The Return of Prop 90!
by Brian Leubitz [courtesy of Calitics - Front Page]
Well, it looks like it's going to happen. The Right wingers aren't ones to give up just because they got rebuffed once. They're at it again, and, if you believe them, they've got the signatures to get on the ballot:
Today, Californians for Property Rights Protection announced that the campaign has collected well over 700,000 signatures needed to qualify the California Property Owners and Farmland Protection Act for the June 2008 ballot. In order to qualify the eminent domain reform ballot measure, supporters must collect 694,354 valid signatures by November 26, 2007. The campaign is on track to submit more than 1 million signatures before this deadline. Link here
More on this proposition over the flip and why this is, yet again, a trojan horse.

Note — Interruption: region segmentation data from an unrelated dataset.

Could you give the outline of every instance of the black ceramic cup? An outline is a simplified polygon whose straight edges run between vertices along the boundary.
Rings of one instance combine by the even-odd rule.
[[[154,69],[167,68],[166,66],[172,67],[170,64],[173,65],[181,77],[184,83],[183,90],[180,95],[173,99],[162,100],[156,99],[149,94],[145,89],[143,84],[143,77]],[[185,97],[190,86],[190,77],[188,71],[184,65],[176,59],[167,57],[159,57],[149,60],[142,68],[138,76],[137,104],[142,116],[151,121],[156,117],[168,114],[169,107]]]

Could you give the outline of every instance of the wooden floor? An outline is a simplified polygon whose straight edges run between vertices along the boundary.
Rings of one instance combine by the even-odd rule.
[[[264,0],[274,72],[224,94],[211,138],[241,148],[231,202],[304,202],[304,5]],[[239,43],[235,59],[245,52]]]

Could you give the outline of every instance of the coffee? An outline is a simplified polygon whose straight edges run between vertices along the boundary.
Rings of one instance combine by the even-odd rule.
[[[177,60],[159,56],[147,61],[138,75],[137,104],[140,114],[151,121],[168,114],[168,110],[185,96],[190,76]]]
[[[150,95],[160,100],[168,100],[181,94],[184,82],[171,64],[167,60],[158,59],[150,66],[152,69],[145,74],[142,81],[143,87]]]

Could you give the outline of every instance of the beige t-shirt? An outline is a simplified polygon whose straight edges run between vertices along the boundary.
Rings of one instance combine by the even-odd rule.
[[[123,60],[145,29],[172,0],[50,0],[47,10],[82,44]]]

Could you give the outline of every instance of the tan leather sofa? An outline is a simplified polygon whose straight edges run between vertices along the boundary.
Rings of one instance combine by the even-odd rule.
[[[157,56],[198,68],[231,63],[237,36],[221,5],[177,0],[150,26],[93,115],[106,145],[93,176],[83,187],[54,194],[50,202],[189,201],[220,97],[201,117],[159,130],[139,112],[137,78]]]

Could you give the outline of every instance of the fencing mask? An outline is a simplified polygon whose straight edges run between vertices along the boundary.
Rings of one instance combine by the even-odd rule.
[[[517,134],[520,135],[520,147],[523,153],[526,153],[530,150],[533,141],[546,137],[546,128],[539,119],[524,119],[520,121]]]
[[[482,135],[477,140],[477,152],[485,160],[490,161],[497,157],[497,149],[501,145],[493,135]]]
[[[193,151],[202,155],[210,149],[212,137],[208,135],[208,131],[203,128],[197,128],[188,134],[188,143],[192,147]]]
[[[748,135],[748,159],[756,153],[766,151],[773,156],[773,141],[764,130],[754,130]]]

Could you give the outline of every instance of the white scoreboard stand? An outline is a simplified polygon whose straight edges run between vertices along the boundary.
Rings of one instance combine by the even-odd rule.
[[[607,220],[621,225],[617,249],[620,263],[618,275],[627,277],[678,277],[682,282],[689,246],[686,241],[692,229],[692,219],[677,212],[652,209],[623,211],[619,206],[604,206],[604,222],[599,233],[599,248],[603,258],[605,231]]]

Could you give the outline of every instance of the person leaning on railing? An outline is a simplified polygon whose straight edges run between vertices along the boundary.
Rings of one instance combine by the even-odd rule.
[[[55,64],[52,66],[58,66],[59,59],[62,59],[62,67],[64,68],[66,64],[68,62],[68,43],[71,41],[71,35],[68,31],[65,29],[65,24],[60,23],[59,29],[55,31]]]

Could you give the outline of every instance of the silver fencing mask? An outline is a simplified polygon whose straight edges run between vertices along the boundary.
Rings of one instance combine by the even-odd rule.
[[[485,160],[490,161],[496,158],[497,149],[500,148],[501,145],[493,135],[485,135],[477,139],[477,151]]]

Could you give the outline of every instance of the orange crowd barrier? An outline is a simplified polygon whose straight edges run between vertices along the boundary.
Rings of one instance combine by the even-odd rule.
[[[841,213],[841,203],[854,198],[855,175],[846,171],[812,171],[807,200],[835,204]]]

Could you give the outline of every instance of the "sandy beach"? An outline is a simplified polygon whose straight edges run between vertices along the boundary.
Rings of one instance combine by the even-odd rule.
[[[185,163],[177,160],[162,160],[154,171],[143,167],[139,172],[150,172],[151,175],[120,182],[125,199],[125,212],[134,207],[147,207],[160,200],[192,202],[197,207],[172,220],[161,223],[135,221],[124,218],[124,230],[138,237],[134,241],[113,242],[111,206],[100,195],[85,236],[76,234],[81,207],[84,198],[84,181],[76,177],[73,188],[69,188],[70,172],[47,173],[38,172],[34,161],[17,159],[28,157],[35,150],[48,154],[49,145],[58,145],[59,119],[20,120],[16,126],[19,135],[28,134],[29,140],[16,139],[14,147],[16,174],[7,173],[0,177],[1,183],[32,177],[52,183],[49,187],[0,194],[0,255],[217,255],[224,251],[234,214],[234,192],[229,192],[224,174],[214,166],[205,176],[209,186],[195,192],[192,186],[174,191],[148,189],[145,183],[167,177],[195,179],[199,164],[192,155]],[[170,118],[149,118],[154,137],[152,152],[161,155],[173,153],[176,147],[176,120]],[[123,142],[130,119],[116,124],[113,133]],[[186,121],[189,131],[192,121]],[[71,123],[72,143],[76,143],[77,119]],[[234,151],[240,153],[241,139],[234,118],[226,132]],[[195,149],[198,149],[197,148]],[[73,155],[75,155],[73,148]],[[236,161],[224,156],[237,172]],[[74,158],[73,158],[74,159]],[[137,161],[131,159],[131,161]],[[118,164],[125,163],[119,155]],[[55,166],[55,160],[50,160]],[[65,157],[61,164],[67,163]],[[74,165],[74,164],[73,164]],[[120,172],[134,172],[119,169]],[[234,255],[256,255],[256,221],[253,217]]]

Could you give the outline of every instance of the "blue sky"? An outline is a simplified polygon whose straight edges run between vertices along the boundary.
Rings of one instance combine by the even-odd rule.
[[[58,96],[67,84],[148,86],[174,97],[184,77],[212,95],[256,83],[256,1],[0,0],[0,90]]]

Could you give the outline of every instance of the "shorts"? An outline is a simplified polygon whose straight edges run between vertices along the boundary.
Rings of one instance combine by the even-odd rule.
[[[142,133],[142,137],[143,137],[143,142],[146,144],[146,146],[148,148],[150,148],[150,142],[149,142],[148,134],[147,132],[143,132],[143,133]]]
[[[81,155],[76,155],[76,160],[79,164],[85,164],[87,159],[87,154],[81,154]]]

You see, the Howard Jarvis folks don't really care all that much about eminent domain, because it doesn't really affect that many of their kind of people, or truthfully, any kind of people. But, it sounds really bad, and it polls well for them. So, they use it as a trojan horse. That's what they did with Prop 90, and that's what they are doing this time. This time, it is rent control that's on their mind. I think it would also eliminate many of the "below market rate ownership" programs in San Francisco and across the state.
Why rent control? Hell's if I know, but it's what they are going after. They draw some tangential link by making some right to do whatever you damn well please with your property. So, here's some snippets. Read the whole thing here.
Section 19 of Article I of the California Constitution is amended to read:SEC. 19(a) Private property may be taken or damaged only for a stated public use and when just compensation, ascertained by a jury unless waived, has first been paid to, or into court for, the owner. The Legislature may provide for possession by the condemnor following commencement of eminent domain proceedings upon deposit in court and prompt release to the owner of money determined by the court to be the probable amount of just compensation. Private property may not be taken or damaged for private use.
(b) For purposes of this section:
(1) "Taken" includes transferring the ownership, occupancy, or use of property from a private owner to a public agency or to any person or entity other than a public agency, or limiting the price a private owner may charge another person to purchase, occupy or use his or her real property.